# Pro industrial urethane alkyd enamel on wrought iron patio furniture



## KT Painting (Mar 20, 2016)

Hello. 
I have recently just refinished some wrought iron patio furniture with pro industrial urethane alkyd enamel the oil based version. After 7 days the finish is still soft and very slightly tacky feeling. I can easily remove finish with my finger nail. I made sure to properly prep sand and clean all surfaces. The old finish had no peeling and there was no rust present. It was just sun faded. I did thin the product with xylene to about 10 or 15 percent to run it through a hvlp setup and made sure to put on 3 medium coats and allow 20 minutes between coats for flash time. I am not sure why the finish is still soft. Does this product take longer than 7 days to cure? Any advice would be greatly appreciated. Thanks!


----------



## Joe67 (Aug 12, 2016)

Can't comment on the specific product, but sounds like you might have just laid it on too thick? Not sure what a "medium" coat is in terms of mils, but if I'm in stuff like that I'm always doing light coats, and the last coat is dry to the touch before the next one goes.


----------



## NACE (May 16, 2008)

Sounds like a VOC compliant alkyd.
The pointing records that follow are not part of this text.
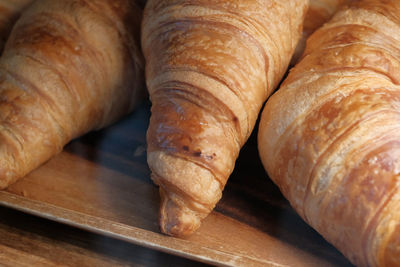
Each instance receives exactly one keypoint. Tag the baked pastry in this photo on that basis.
(68, 67)
(210, 65)
(329, 138)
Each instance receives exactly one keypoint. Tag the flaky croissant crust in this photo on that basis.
(69, 66)
(210, 65)
(330, 137)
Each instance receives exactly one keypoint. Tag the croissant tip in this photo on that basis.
(177, 220)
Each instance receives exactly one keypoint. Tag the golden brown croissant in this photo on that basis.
(210, 65)
(330, 137)
(69, 66)
(319, 12)
(10, 10)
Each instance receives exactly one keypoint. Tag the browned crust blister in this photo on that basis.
(210, 65)
(334, 149)
(68, 67)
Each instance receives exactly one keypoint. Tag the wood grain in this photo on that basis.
(26, 240)
(101, 183)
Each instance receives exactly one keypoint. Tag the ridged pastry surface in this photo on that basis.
(210, 65)
(330, 137)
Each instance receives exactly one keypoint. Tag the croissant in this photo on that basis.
(68, 67)
(9, 12)
(210, 65)
(330, 137)
(319, 12)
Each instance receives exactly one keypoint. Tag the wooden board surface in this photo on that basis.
(101, 183)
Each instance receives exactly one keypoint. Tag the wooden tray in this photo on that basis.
(101, 183)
Dries slow. Xylene may have been too aggressive a solvent. Perhaps acetone may have evaporated quicker. Coatings thickness, surface and air temp, and where the patio furniture was painted and stored could contribute too. If its painted indoors, the solvent escaping takes longer. 20 minutes between coats with 10-15% Xylene may have softened each coat? If you are in a compliant area, if practical, buy quarts of alkyd enamel as quarts usually have a higher VOC content. Just some thoughts. It may cure out and harden over time.


----------



## finishesbykevyn (Apr 14, 2010)

+1 on the solvent entrapment. That stuff has atleast an 8 - 16 hr. recoat time. Maybe it will eventually dry, maybe it won't..


----------